(574b) Partial Oxidation of Methane to Value-Added Products over Iron Oxide Nanocatalysts

Methane, the primary component of natural gas, is a promising energy source, but billions of cubic meters are flared and wasted every year in the U.S. alone. Researchers have been working towards a process that can utilize the energy stored in methane and eliminate flaring by converting the methane on-site to a value-added product, such as methanol, for the past several decades with limited success. However, recent breakthroughs bring us closer to realizing a process fit for practical CH₄ conversion. Here, we report the development of a scalable, electrochemical device that has been designed to incorporate a gas-diffusion electrode (GDE) at the interface between the methane gas and the aqueous electrolyte. The GDE is necessary to address the transport limitations of the diffusion of nonpolar methane to the electrode surface and the low solubility of methane in an aqueous electrolyte. The device is set up with an in-situ Differential Electrochemical Mass Spectrometer (DEMS) to monitor product selectivity as a function of gas composition, applied potential, and temperature. This device utilizes an earth-abundant iron oxide nanosheet catalyst with active sites that resemble the biological enzyme methane monooxygenase (MMO), which converts methane to methanol in nature. We report Faradaic efficiency and product selectivity of methane partial oxidation while co-flowing methane and oxygen.
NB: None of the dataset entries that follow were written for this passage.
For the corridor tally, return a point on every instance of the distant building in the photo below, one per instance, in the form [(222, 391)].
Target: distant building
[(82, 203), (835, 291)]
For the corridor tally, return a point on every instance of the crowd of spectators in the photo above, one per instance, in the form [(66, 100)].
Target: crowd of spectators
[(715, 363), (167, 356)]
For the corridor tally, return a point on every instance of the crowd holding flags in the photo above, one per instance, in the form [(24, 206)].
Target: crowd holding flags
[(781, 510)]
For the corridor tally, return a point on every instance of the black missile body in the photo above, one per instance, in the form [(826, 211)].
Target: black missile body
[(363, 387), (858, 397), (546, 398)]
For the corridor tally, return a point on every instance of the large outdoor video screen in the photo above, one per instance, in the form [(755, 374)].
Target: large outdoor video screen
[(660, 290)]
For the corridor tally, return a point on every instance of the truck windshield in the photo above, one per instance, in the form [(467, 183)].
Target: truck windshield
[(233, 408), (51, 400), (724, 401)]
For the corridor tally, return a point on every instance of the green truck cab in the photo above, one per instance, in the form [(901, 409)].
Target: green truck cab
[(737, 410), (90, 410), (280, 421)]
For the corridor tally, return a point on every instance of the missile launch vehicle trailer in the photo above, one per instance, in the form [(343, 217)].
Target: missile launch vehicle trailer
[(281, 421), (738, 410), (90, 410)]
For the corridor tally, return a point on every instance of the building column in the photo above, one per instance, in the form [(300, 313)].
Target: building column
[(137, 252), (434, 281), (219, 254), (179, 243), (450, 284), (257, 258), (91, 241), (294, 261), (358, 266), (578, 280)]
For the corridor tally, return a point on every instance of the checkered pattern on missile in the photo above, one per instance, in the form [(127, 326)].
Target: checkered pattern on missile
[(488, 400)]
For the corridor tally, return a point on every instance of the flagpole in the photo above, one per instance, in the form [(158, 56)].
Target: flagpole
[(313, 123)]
Several strategies to desorb methoxy intermediates will be discussed, which prevents overoxidation to CO₂. Additionally, a basic electrolyte was chosen to sequester any produced CO₂ as carbonate, which mitigates the CO₂ emission. The use of a biomimetic catalyst on a GDE in our electrochemical device with in-situ DEMS has provided critical steps towards an efficient process of partial methane oxidation to value-added chemicals.